Dark Souls Remastered - wymasterowany. Chwile temu wpadła platynka a mnie sie jeszcze raczki trzęsą z uciechy tej całej ciężkiej przeprawy. Wspaniały, wręcz fenomenalny tytuł. Sięgnąć po taki tytuł w 2011 roku to musiałby cud i święty gral gamingu. Szkoda ze w tedy sie z tym tytułem nie zderzyłem ale to opowieść na inny temat. Otóż przeprawa po platynę nie była taka mega trudna. Owszem trudna lecz dzięki konstrukcji świata również i przyjemna, gdyz droga do ponownego ukończenia gry, po pierwszym jej zaliczeniu i zapoznaniu sie z atakami bossow jest dość prosta (przynajmniej teoretycznie). Pisze o tym ponieważ jest dość sporo rzeczy do zebrania i ulepszenia. Związku z czym grę należy skończyć kilkukrotnie z uwagi np na dusze głównych bossów, ktore to później wykorzystujemy do wykucia mega specjalnego oręża (około 15 takich konkretnych dusz jest wymaganych do ukończenia tego dzbana).
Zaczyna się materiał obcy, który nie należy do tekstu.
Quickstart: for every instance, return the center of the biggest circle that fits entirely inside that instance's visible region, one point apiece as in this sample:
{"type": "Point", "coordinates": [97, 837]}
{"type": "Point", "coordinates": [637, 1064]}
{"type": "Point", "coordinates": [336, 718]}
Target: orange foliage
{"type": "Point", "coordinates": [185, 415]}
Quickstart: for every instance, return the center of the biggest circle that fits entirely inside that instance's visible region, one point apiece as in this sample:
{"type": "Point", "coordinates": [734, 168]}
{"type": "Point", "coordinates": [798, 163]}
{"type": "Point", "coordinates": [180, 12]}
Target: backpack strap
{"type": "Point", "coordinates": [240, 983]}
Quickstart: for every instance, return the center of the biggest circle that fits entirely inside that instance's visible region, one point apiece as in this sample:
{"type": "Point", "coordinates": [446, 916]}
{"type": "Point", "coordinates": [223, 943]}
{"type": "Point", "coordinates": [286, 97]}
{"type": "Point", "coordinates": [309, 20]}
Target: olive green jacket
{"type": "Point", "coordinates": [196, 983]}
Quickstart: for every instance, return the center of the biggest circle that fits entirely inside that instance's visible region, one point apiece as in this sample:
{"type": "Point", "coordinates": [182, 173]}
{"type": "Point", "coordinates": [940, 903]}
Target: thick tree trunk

Aby w ogóle to uczynić najpierw musimy zebrać 8 kamieni kowalskich, bez nich ani rusz (aha, kamienie nie przechodzą do ng+, wiec trzeba powtarzać czynność jak cos sie przegapiło albo zostawić to na sam koniec). Z takich oczywistych znajdziek towarzyszących serii to będą: czary, cuda i piromancje - można je znaleźć przy zwłokach porozrzucanych po świecie, wykupić od kupców, bądź zdobyć za ukończenie zadań pobocznych. Tutaj trzeba byc szczególnie uważnym gdyż każdego napotkanego ludka możemy delikatnie mówić zaciukać jezeli go zaatakujemy, co jest znane w serii. Wystarczy np. nieumiejętnie odłożyć pada Dual Sense na kanapę i atak sie sam sie nadusza automatycznie wykonując wyrok na naszym npc tym samym kładąc na kolana nasze starania Dalej mamy całą masę broni specjalnych, których również szukamy gdzie sie tylko da, ale również jak dla mnie to jest nowość w serii a zawitała juz na jej początku. Otóż mowa o odcinaniu ogonów poszczególnych maszkar, ktore to później stanowią świetną oręż. Dopiero przy kolejnym przejściu dowiedziałem o takim smaczku - mega fajne Na koniec zostały covenanty ktore sa małym utrapieniem. Niekiedy wystarczyło dołączyć do takiego przymierza i bylo po ptakach. Niestety niektóre wymagały levelowania i farmienia specyficznych przedmiotów za ktore pozyskiwaliśmy rzadkie cuda czy czary, wiec musiałem sie wkręcić grając po sieci czy po prostu szukać i farmic w świecie gry. To wszystko jest mi juz znane wiec nie kręciłem nosem. Koronacja jakże wspaniałego dzieła musiała nastąpić i skończyć sie pełnym wymasterowaniem do ostatniego dzbana, tzw.
6/10
Podziękowania dla @Shen @messer88 @Szermac i do zobaczenia w DS2 Pozdrawiam..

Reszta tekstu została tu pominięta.